C language files, streams, keyboard input, redirection

A file is an area of memory in which information is stored. Normally, a file is kept in some sort of permanent memory, such as a hard disk, USB flash drive, or optical disc, such as a DVD.

C has many library functions for opening, reading, writing, and closing files. On one level, it can deal with files by using the basic file tools of the host operating system. This is called low-level I/O . Because of the many differences among computer systems, it is impossible to create a standard library of universal low-level I/O functions, and ANSI C does not attempt to do so; however, C also deals with files on a second level called the
standard I/O package. This involves creating a standard model and a standard set of I/O functions for dealing with files. At this higher level, differences between systems are handled by specific C implementations so that you deal with a uniform interface.

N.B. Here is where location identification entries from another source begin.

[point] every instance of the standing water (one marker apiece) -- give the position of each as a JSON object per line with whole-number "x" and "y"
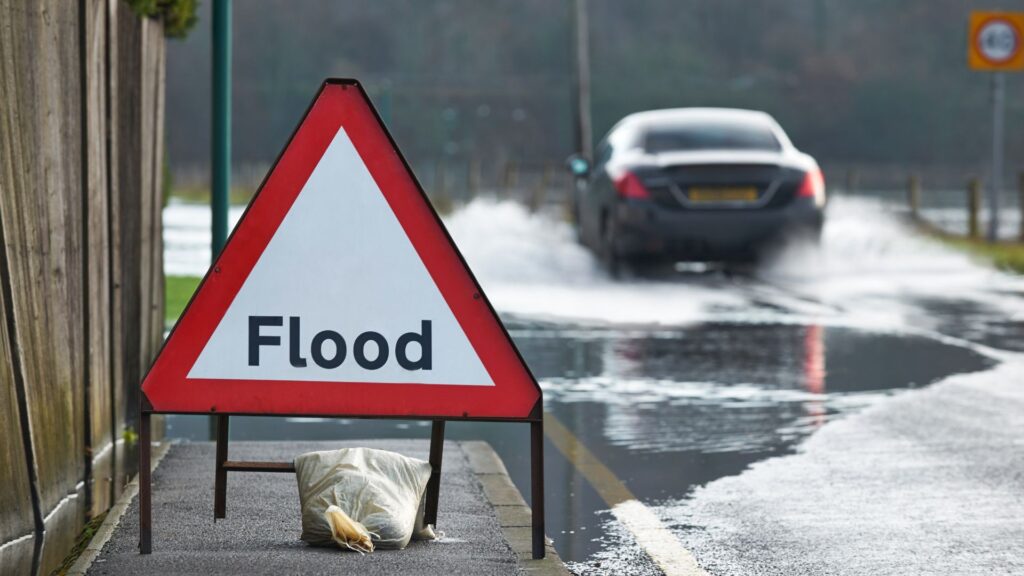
{"x": 675, "y": 381}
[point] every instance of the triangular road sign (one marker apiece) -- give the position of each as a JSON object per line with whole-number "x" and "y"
{"x": 341, "y": 293}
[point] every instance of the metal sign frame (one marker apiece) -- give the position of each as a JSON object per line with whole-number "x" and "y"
{"x": 223, "y": 465}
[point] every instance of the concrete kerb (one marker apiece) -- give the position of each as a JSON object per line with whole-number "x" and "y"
{"x": 513, "y": 513}
{"x": 114, "y": 516}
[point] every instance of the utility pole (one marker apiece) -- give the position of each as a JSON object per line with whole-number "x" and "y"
{"x": 220, "y": 176}
{"x": 998, "y": 98}
{"x": 581, "y": 80}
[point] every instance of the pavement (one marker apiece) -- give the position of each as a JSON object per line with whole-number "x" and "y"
{"x": 484, "y": 520}
{"x": 930, "y": 482}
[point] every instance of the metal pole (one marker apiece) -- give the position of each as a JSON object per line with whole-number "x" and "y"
{"x": 221, "y": 161}
{"x": 220, "y": 172}
{"x": 434, "y": 484}
{"x": 220, "y": 472}
{"x": 998, "y": 89}
{"x": 537, "y": 487}
{"x": 144, "y": 485}
{"x": 581, "y": 77}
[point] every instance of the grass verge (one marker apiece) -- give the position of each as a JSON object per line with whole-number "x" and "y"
{"x": 201, "y": 195}
{"x": 83, "y": 540}
{"x": 1004, "y": 255}
{"x": 178, "y": 289}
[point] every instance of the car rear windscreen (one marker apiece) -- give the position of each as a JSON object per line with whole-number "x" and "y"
{"x": 710, "y": 134}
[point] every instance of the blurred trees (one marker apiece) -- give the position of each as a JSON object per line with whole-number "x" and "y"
{"x": 857, "y": 81}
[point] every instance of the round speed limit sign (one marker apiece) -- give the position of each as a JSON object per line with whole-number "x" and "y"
{"x": 996, "y": 41}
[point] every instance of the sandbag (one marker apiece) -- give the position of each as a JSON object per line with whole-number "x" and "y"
{"x": 377, "y": 490}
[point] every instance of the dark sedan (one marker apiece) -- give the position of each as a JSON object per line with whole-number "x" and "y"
{"x": 695, "y": 184}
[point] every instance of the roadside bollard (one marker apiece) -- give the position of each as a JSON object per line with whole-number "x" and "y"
{"x": 973, "y": 203}
{"x": 1020, "y": 203}
{"x": 913, "y": 196}
{"x": 473, "y": 178}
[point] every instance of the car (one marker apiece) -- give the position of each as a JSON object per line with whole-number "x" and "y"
{"x": 706, "y": 184}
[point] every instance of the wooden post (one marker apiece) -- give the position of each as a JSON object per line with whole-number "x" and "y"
{"x": 434, "y": 484}
{"x": 1020, "y": 203}
{"x": 220, "y": 475}
{"x": 851, "y": 180}
{"x": 439, "y": 183}
{"x": 541, "y": 191}
{"x": 144, "y": 486}
{"x": 473, "y": 178}
{"x": 511, "y": 178}
{"x": 913, "y": 196}
{"x": 973, "y": 204}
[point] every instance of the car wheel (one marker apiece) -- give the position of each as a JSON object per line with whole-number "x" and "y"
{"x": 609, "y": 255}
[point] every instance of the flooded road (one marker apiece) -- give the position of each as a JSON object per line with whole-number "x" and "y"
{"x": 675, "y": 381}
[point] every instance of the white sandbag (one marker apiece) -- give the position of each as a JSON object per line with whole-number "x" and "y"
{"x": 380, "y": 490}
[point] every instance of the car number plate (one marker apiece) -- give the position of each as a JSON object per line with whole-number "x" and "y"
{"x": 722, "y": 194}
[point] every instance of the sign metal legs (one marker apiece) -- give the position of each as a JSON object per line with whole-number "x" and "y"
{"x": 434, "y": 485}
{"x": 220, "y": 475}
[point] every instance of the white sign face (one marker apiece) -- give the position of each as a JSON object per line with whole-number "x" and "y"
{"x": 997, "y": 40}
{"x": 340, "y": 294}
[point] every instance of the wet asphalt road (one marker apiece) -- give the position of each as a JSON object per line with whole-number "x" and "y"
{"x": 749, "y": 393}
{"x": 675, "y": 382}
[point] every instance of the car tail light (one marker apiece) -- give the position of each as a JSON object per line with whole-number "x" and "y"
{"x": 629, "y": 186}
{"x": 813, "y": 187}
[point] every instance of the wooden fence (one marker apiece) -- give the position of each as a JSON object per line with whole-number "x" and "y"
{"x": 81, "y": 275}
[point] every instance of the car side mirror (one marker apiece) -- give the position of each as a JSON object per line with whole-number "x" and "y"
{"x": 579, "y": 165}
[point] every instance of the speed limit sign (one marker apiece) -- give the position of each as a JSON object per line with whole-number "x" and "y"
{"x": 996, "y": 41}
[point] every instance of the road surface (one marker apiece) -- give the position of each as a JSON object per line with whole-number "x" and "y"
{"x": 817, "y": 415}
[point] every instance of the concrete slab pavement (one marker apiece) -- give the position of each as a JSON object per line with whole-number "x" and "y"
{"x": 483, "y": 518}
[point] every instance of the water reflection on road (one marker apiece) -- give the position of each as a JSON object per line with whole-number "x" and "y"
{"x": 666, "y": 409}
{"x": 673, "y": 382}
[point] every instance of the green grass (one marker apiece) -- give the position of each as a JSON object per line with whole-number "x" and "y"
{"x": 1008, "y": 256}
{"x": 83, "y": 540}
{"x": 178, "y": 289}
{"x": 201, "y": 195}
{"x": 1004, "y": 255}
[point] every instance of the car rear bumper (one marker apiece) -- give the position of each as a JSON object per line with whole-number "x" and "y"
{"x": 646, "y": 231}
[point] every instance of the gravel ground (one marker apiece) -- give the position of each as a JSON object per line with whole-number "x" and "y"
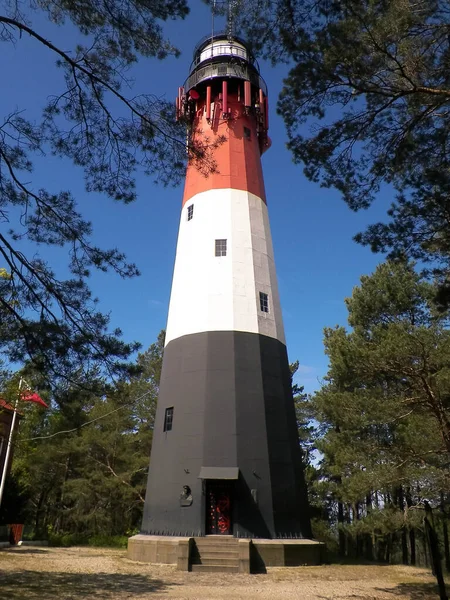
{"x": 28, "y": 573}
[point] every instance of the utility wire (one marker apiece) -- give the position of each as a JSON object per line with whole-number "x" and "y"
{"x": 47, "y": 437}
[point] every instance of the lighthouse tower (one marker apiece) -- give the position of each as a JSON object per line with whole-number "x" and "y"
{"x": 225, "y": 457}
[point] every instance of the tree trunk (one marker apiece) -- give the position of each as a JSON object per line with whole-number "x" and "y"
{"x": 412, "y": 533}
{"x": 445, "y": 534}
{"x": 341, "y": 533}
{"x": 434, "y": 552}
{"x": 368, "y": 537}
{"x": 401, "y": 506}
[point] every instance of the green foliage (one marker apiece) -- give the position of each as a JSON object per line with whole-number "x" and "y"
{"x": 366, "y": 103}
{"x": 82, "y": 465}
{"x": 383, "y": 418}
{"x": 92, "y": 120}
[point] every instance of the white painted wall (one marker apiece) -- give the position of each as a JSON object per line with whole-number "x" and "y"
{"x": 212, "y": 293}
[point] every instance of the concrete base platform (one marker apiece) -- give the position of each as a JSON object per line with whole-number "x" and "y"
{"x": 262, "y": 553}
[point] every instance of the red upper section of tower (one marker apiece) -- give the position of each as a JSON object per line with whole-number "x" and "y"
{"x": 225, "y": 104}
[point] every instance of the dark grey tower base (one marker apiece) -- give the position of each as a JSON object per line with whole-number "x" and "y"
{"x": 234, "y": 425}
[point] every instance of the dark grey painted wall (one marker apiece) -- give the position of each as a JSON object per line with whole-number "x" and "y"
{"x": 233, "y": 407}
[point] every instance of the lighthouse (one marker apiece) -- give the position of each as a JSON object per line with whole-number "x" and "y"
{"x": 225, "y": 459}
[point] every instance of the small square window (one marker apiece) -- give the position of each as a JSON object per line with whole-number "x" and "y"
{"x": 168, "y": 419}
{"x": 221, "y": 247}
{"x": 264, "y": 302}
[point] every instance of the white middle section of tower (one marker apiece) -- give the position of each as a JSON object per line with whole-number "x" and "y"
{"x": 211, "y": 293}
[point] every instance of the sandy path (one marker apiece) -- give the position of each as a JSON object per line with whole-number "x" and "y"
{"x": 28, "y": 573}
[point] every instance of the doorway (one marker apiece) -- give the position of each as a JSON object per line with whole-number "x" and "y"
{"x": 219, "y": 507}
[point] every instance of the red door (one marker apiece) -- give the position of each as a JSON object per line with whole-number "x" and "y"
{"x": 218, "y": 508}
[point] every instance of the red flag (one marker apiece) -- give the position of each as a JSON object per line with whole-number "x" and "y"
{"x": 33, "y": 397}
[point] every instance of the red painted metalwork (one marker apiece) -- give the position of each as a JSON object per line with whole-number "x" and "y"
{"x": 218, "y": 518}
{"x": 247, "y": 94}
{"x": 208, "y": 102}
{"x": 225, "y": 97}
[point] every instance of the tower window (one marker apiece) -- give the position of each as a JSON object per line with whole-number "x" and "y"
{"x": 221, "y": 247}
{"x": 264, "y": 302}
{"x": 168, "y": 419}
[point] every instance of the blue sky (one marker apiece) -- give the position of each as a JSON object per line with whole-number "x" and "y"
{"x": 318, "y": 264}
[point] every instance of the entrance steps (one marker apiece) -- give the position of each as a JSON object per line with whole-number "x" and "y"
{"x": 216, "y": 554}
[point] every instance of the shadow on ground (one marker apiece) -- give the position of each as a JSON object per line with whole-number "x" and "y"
{"x": 414, "y": 591}
{"x": 31, "y": 585}
{"x": 23, "y": 550}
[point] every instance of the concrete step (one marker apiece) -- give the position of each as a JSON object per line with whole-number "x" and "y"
{"x": 214, "y": 560}
{"x": 219, "y": 554}
{"x": 215, "y": 548}
{"x": 217, "y": 539}
{"x": 215, "y": 568}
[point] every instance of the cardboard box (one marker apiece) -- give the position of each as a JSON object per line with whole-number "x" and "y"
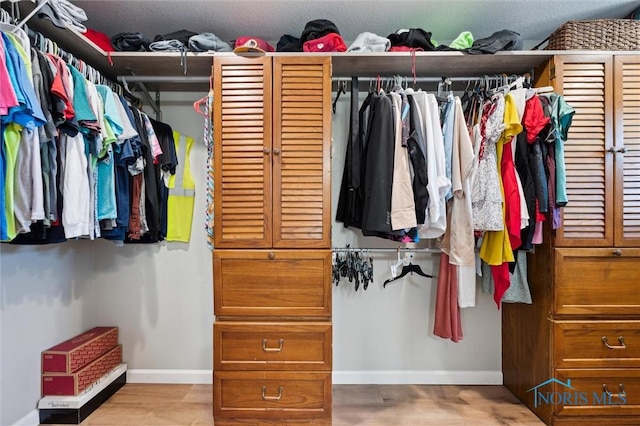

Different systems, for example, store files differently. Some store the file contents in one place and information about the file elsewhere. Some build a description of the file into the file itself. In dealing with text, some systems use a single newline character to mark the end of a line. Others might use the combination of the carriage return and linefeed characters to represent the end of a line. Some systems measure file sizes to the nearest byte; some measure in blocks of bytes.

When you use the standard I/O package, you are shielded from these differences. Therefore, to check for a newline, you can use if (ch == '\n') . If the system actually uses the carriagereturn/ linefeed combination, the I/O functions automatically translate back and forth between the two representations.

Conceptually, the C program deals with a stream instead of directly with a file. A stream is an idealized flow of data to which the actual input or output is mapped. That means various kinds of input with differing properties are represented by streams with more uniform properties. The process of opening a file then becomes one of associating a stream with the file, and reading and writing take place via the stream.

C treats input and output devices the same as it treats regular files on storage devices. In particular, the
keyboard and the display device are treated as files opened automatically by every C program. Keyboard input is represented by a stream called stdin , and output to the screen (or teletype or other output device) is represented by a stream called stdout . The getchar() , putchar() , printf() , and scanf() functions are all members of the standard I/O package, and they deal with these two streams.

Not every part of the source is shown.